Как всегда по утрам, они сели на омнибус и отправились на работу, однако на сей раз не обменялись по дороге ни словом. Аженор вихрем ворвался во дворец Гарнье — спешил на помощь режиссеру и балетмейстеру на репетицию «Волшебной флейты»;[63] скоро должна была состояться оглушительная премьера. Он устремился было в зал, и тут Мария наконец нарушила молчание:
— Совершенно необходимо, чтобы ты пошел со мной — у нас беда с чепчиками, расшитыми жемчугом, для мадемуазель Дезире, Дзамбелли и Виоллá.
Аженор резко развернулся и сердито уставился на жену:
— Это твоя забота!
Она не отступилась, принялась убеждать, что только он, Аженор, пользуется авторитетом у шляпниц, которые все как одна нахалки и грубиянки, чуть что бегут жаловаться Хлодомиру, парикмахеру, готовому взять каждую под крыло.
Ссутулившись и бормоча сквозь зубы проклятия, Аженор тяжело поднялся по лестнице. В мастерской закройщиков было тихо. И неудивительно — ни одного из тридцати трудяг, орудовавших здесь ножницами под командованием сурового мастера, не оказалось на месте. Лишь рулоны тафты, шевиота, ратина, бумазеи ждали своего часа на столах; там же валялись незаконченные мантии, бармы и пышные короткие штаны.
— Это что за ерунда? Забастовка? — вслух изумился Аженор. Выходя из мастерской, он к тому же подскользнулся на упавших со стола штанах и едва удержался на ногах, схватившись за гладильный столик. Рассвирепев, тут же бросился искать Марию, чтобы дать выход гневу, и увидел, как она входит в швейную мастерскую.
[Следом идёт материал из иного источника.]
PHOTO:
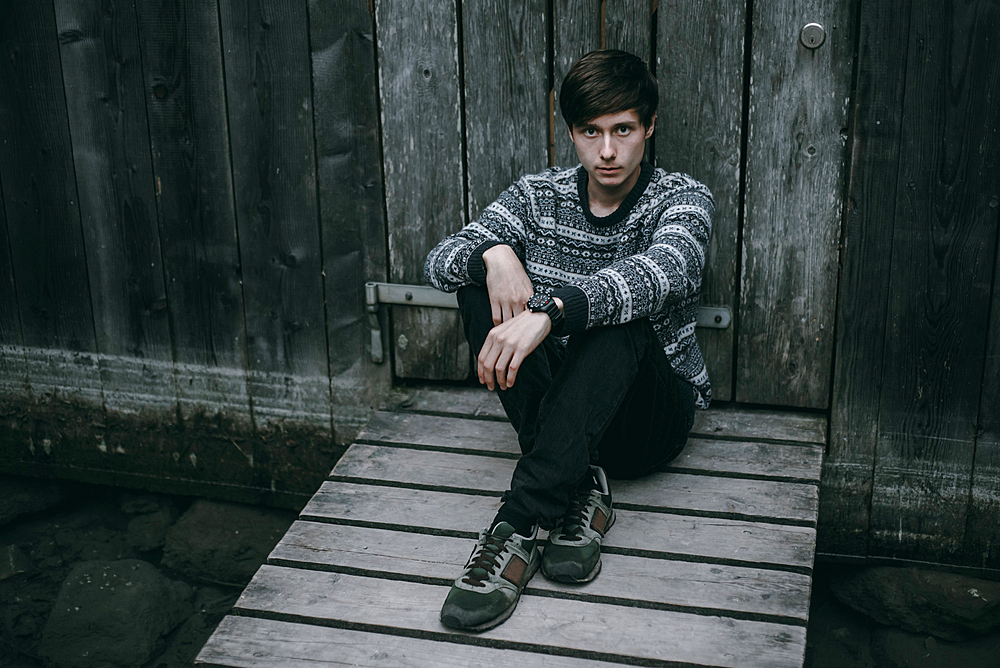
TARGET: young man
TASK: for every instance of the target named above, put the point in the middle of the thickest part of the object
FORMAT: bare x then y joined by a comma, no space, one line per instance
579,292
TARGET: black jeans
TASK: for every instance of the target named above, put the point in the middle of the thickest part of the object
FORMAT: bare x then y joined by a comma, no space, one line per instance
609,397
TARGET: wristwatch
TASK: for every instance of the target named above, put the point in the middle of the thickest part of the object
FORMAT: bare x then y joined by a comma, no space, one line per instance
542,303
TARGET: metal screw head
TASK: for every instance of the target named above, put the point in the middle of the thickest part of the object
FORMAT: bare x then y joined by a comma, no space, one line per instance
812,35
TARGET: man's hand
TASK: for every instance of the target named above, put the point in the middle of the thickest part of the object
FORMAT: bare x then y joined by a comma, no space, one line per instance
508,344
507,283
— Ты объяснишь мне наконец, что… — взревел именинник, догоняя жену, но тут грянуло в сотню глоток:
— С днем рожденья, Аженор!
Совершенно оторопевший, он оказался среди юных швей, шляпниц, сапожников, портных, закройщиков и вахтеров. Были там и главный костюмер, и Рике Лёсюэр — бывший пожарный Опера, и Оскар Лафарж — старшина рабочих сцены, и Обен Комбре — подмастерье, которого Мария учила ремеслу. Аженора принялись поздравлять со всех сторон, засыпали подарками. Мария преподнесла ему футлярчик, где на бархате лежала заколка для галстука, украшенная бриллиантами. Преисполнившись раскаяния и прослезившись, он крепко обнял жену.
— Здорово я тебя разыграла, а, мой котеночек? — засмеялась она. — Ты решил, я совсем совесть потеряла, и уже подумывал развестись?
Примирение супругов было встречено криками «ура!» и свистом.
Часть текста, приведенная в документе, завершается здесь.